Alcuni dei rifiuti abbandonati

MATERA – Quando uno sporcaccione, raramente, decide di fare le pulizie nel suo appartamento, è solito ammassare tutta l’immondizia sotto il tappeto del salotto. Allo stesso modo, quando un materano imbecille ha necessità di sbarazzarsi di qualunque cosa lo fa riversando rifiuti, anche pericolosi, negli anfratti più impensabili della città. I casi sono due, quindi: o questa tipologia di fauna cittadina non ha ancora la consapevolezza che Matera città è anche casa sua, oppure oltre a essere imbecille è anche sporcaccione al pari di chi utilizza il tappeto come discarica. Lo sanno bene coloro che quotidianamente frequentano la zona di Murgia alle spalle del rione San Pardo e del Mulino Alvino, quasi tutti proprietari di poderi o titolari di attività artigianali, che si ritrovano puntualmente a fare i conti col rifiuto selvaggio abbandonato nottetempo da soggetti che di scrupoli se ne fanno ben pochi.

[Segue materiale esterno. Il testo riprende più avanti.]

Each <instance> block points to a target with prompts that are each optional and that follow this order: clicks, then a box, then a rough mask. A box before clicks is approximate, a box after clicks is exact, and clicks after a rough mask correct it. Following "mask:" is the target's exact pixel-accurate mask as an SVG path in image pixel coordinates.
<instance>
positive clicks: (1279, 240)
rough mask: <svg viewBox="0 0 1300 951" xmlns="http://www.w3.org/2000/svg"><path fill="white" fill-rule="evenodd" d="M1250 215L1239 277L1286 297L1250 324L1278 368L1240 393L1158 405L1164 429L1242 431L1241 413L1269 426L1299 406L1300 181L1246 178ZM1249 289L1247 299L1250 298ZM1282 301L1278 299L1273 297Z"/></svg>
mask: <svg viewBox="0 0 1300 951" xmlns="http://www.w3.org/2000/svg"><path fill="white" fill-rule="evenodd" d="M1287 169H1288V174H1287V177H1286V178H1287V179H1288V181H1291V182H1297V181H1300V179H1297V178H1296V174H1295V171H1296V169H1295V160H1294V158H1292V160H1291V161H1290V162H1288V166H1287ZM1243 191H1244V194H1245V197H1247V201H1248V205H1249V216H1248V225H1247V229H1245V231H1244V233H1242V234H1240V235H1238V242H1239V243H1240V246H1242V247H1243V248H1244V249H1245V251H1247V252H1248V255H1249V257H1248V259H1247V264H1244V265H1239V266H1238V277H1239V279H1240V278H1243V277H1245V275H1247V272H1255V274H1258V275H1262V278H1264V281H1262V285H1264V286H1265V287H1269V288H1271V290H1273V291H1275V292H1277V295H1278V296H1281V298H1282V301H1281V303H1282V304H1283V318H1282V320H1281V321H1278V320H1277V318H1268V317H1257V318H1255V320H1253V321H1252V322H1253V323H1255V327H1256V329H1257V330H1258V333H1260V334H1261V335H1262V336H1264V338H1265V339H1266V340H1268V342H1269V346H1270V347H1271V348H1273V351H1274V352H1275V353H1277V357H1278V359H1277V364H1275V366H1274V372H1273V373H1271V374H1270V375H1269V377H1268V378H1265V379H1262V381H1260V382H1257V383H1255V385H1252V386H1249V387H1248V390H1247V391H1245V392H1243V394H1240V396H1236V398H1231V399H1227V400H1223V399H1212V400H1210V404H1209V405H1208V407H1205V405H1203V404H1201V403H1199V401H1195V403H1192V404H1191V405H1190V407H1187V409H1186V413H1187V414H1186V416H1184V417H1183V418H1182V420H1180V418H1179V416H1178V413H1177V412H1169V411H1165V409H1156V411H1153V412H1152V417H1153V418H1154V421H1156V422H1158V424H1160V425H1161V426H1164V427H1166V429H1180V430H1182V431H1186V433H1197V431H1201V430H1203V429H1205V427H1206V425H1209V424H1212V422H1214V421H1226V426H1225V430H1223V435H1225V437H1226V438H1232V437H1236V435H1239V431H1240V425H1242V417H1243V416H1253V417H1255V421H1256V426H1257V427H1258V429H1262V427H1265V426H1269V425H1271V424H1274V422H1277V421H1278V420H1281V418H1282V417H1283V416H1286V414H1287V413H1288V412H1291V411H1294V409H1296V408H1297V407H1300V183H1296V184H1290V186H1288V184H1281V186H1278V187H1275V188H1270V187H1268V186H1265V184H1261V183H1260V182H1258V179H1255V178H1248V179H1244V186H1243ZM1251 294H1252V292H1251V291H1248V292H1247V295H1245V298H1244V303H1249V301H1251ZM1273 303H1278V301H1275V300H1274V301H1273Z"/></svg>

I risultati di tanta inciviltà, poi, si vedono al mattino: laterizi, pannelli in vetro, infissi dismessi e pneumatici sono gli articoli più quotati in questa assurda “hit-parade della monnezza” ma, ovviamente, non può mancare l’amianto. Alcune onduline abbandonate a bordo strada e isolate come rifiuto pericoloso dai nastri della Polizia Municipale, ad esempio, non sono mai state rimosse. Durante le riprese in zona, c’è chi ci ha raccontato che di notte la zona è molto trafficata: “alle coppiette di un tempo ora si sono sostituiti gli imbecilli con i quali l’unica soluzione è compromettersi, perché sembrano ignorare volutamente, quasi per dispetto, il fatto che i rifiuti speciali o ingombranti vanno conferiti in discarica e che, addirittura, c’è persino un servizio di raccolta a domicilio”. Basta basta rivolgersi al Comune – aggiungiamo noi – ma sicuramente non nelle ore notturne, che possono essere impiegate in modo di certo più creativo. Peccato, perché la zona in questione – che tra l’altro è ai margini del Parco della Murgia e delle Chiese rupestri – è veramente suggestiva e si presterebbe benissimo a percorsi naturalistico-pedonali adatti a piccoli e grandi. Ora, però, dal Comune non si dica che non li abbiamo avvisati: un po’ di repressione di fenomeni ingiustificabili come questi, infatti, sarebbe veramente d’esempio, oltre che eliminare un concorso di colpa che, in questi casi, vede sempre accomunati cittadini e istituzioni.